3.5 Tutorial#

In this tutorial we will look at various figures created from the Seaborn datasets. Your task will be to improve them.

Tips:

  1. Familiarise yourself with the underlying data

  2. Are the figures using the right type of plot?

  3. Check the axes, labels and titles

  4. Are the colours and markers appropriate?

Learning goals#

  • Understand how to use pandas to load and analyse data

  • Learn how to use matplotlib and seaborn to create figures

Relevant Python modules#

You will need to install the following Python modules:

matplotlib
pandas
seaborn
import matplotlib.pyplot as plt
import pandas as pd
import seaborn as sns

Exercise 1#

Let’s look at the iris dataset and see how it is formatted

iris_df = sns.load_dataset("iris")
iris_df.head()
sepal_length sepal_width petal_length petal_width species
0 5.1 3.5 1.4 0.2 setosa
1 4.9 3.0 1.4 0.2 setosa
2 4.7 3.2 1.3 0.2 setosa
3 4.6 3.1 1.5 0.2 setosa
4 5.0 3.6 1.4 0.2 setosa

We’ll look at the relationship between the sepal_length and sepal_width of the iris dataset. What are some ways we can improve this plot?

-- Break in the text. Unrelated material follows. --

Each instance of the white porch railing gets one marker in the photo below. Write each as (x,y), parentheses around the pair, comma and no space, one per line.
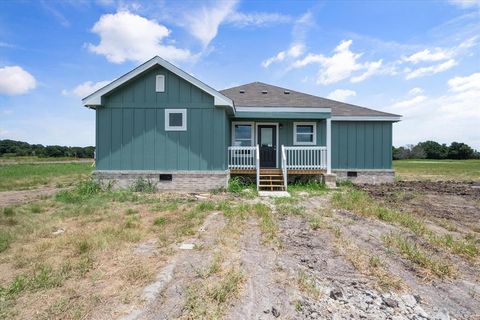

sns.scatterplot(x="petal_length", y="petal_width", data=iris_df, size="species", hue="species", style="species")
plt.show()
../../_images/tutorial_5_0.png
ax = sns.scatterplot(x="petal_length", y="petal_width", data=iris_df, hue="species")
plt.xlabel('Petal length (cm)')
plt.ylabel('Petal width (cm)')
plt.title('Petal length versus width for different iris species')
plt.show()
../../_images/tutorial_7_0.png

Exercise 2#

Let’s look at the penguins dataset. The dataset records 344 penguins from different species.

penguins_df = sns.load_dataset("penguins")
penguins_df.head()
species island bill_length_mm bill_depth_mm flipper_length_mm body_mass_g sex
0 Adelie Torgersen 39.1 18.7 181.0 3750.0 Male
1 Adelie Torgersen 39.5 17.4 186.0 3800.0 Female
2 Adelie Torgersen 40.3 18.0 195.0 3250.0 Female
3 Adelie Torgersen NaN NaN NaN NaN NaN
4 Adelie Torgersen 36.7 19.3 193.0 3450.0 Female

We’ll compare bill length for each penguin species. What are some ways we can improve this plot?

sns.histplot(data=penguins_df, x="bill_length_mm", hue="species")
plt.show()
../../_images/tutorial_11_0.png
sns.boxplot(data=penguins_df, x="species", y="bill_length_mm")
plt.ylabel("Bill length (mm)")
plt.xlabel("Species")
plt.title("Penguin bill length by species")
plt.show()
../../_images/tutorial_13_0.png

Exercise 3#

Let’s look at the flights dataset.

flights_df = sns.load_dataset("flights")
flights_df.head()
year month passengers
0 1949 Jan 112
1 1949 Feb 118
2 1949 Mar 132
3 1949 Apr 129
4 1949 May 121

We’ll analyse flight passenger number by time. How can we improve this plot?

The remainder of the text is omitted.